A U.S. jury convicted Friday a former Managing Director of Goldman Sachs for his role in the 1Malaysia Development Berhad (1MDB) embezzlement scandal, in which the bank paid billions in bribes to Malaysian and Abu Dhabi government officials in order to obtain lucrative business dealings.

Malaysian citizen Ng Chong Hwa, also known as Roger Ng, was employed by the bank from 2005, but from 2009 till the end of his tenure with the bank in 2014, he fraudulently diverted and laundered billions of dollars from the Malaysian state-owned and controlled 1MDB fund, created to pursue investment and development projects for the economic benefit of Malaysia and its people.

Specifically, Ng and other Goldman executives managed three bond deals with 1MDB in 2012 and 2013. In actuality, they stole from the development fund to bribe government officials in Malaysia and Abu Dhabi in exchange for lucrative business opportunities, and also to line their own pockets.

“The scheme was massive in its scale... it was brazen in its execution... and it was obscene in its greed,” said Breon Peace, U.S. Attorney from the Eastern District in New York, where the seven-week trial took place.
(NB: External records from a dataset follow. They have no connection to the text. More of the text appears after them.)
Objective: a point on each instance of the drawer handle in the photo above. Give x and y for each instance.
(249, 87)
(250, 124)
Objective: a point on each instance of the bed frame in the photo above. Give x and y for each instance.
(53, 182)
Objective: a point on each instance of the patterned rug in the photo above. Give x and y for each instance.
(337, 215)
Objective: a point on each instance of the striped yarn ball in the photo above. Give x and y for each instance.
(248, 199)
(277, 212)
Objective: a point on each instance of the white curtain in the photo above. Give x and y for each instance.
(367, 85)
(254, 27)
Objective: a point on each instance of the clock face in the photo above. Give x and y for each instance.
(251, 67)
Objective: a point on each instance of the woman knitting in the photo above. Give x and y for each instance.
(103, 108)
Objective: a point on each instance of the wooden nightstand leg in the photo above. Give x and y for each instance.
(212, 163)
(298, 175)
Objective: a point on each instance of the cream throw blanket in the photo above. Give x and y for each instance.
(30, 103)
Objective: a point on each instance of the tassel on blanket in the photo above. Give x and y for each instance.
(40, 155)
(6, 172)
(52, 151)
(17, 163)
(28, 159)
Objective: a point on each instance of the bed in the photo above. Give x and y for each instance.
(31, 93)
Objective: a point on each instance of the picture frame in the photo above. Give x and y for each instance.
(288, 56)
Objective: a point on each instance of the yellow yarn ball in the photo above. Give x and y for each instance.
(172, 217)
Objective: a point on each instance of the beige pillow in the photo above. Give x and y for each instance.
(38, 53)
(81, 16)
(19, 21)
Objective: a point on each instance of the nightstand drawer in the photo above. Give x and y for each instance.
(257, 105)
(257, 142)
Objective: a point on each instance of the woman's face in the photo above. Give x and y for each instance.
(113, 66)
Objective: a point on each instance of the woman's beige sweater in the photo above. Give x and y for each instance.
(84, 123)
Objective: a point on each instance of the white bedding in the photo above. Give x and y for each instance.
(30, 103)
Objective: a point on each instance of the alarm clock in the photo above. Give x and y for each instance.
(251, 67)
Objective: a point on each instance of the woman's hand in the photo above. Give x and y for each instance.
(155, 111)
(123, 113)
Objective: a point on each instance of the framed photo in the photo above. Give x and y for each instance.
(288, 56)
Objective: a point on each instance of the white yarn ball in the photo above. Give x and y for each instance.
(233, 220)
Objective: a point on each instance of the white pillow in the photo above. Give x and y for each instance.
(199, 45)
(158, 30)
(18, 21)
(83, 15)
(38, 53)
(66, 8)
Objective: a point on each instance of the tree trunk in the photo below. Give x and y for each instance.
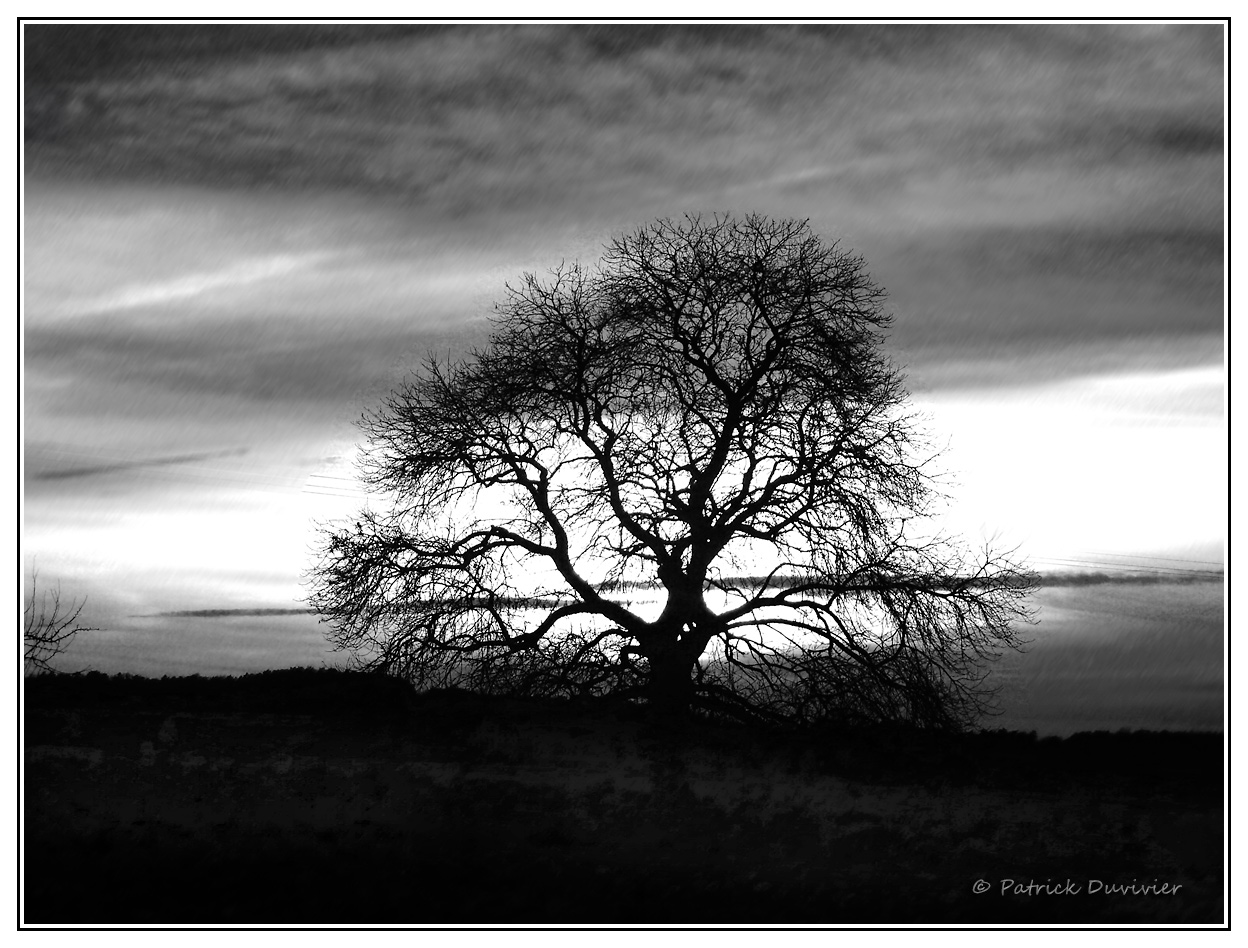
(670, 682)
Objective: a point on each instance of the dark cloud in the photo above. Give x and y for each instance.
(61, 473)
(487, 117)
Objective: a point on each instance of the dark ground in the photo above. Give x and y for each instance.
(327, 797)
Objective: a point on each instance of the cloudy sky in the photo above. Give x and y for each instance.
(238, 237)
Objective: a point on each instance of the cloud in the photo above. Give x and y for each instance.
(489, 117)
(141, 464)
(194, 285)
(227, 613)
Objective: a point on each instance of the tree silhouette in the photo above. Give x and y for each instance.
(706, 413)
(48, 631)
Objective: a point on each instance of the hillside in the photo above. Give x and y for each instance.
(328, 797)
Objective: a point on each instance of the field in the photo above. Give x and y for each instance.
(327, 797)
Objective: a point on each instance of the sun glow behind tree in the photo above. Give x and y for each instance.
(713, 389)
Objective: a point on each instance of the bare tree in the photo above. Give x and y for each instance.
(49, 629)
(706, 413)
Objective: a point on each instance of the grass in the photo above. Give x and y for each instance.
(326, 797)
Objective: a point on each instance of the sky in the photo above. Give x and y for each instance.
(237, 238)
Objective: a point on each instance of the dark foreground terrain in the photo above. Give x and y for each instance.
(327, 797)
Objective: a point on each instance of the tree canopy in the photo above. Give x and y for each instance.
(687, 475)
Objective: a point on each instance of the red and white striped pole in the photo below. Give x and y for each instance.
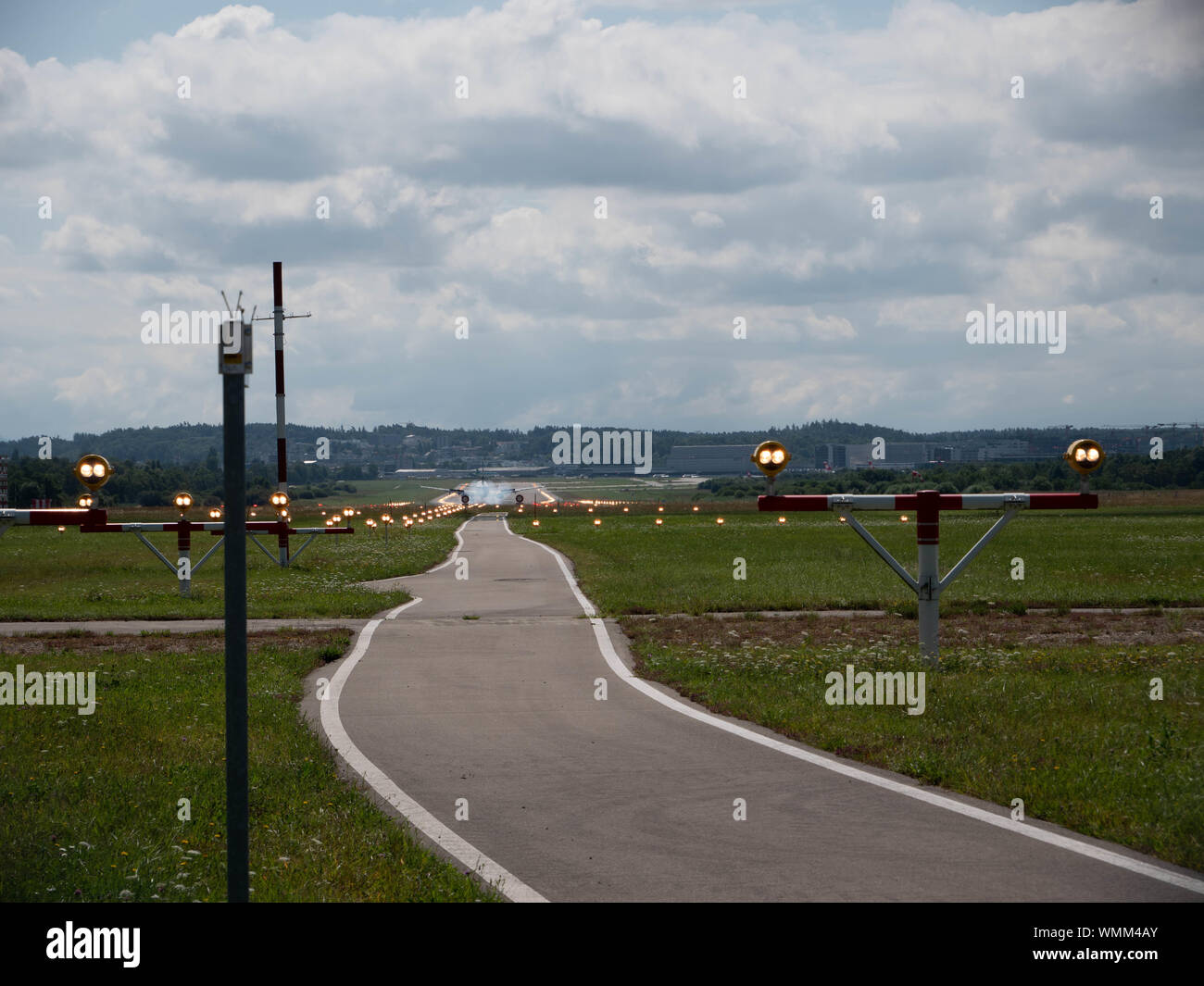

Ng personally pocketed more than US$35 million in kickbacks for his role in the scheme. He attempted to launder his ill-gotten gains through investments in Hollywood films such as The Wolf of Wall Street, as well as purchasing real estate in Manhattan, a $23 million diamond necklace, and a $51 million Jean-Michael Basquiat painting, among other luxury goods.

“The defendant [Ng] and his cronies saw 1MDB not as an entity to do good for the people of Malaysia, but as a piggy bank to enrich themselves with piles of money siphoned from the fund,” said Peace.

In an attempt to keep their conspiracy under wraps, Ng conspired with his partners to circumvent Goldman’s internal accounting controls. By the time the conspiracy came to light, $2.7 billion had been stolen from 1MDB, of which the American investment bank received $600 million in fees and revenues.

In October 2020, Goldman and its Malaysian subsidiary admitted to violating the U.S. Foreign Corrupt Practices Act as a result of Ng’s scheme. The bank was forced to pay a record $2.9 billion penalty in settlement fees.

“Today’s verdict is a victory for not only the rule of law,” said Peace “but also for the people of Malaysia for whom the fund was supposed to help, by raising money for projects to develop their country’s economy.”

Ng faces up to 30 years in prison for his crimes.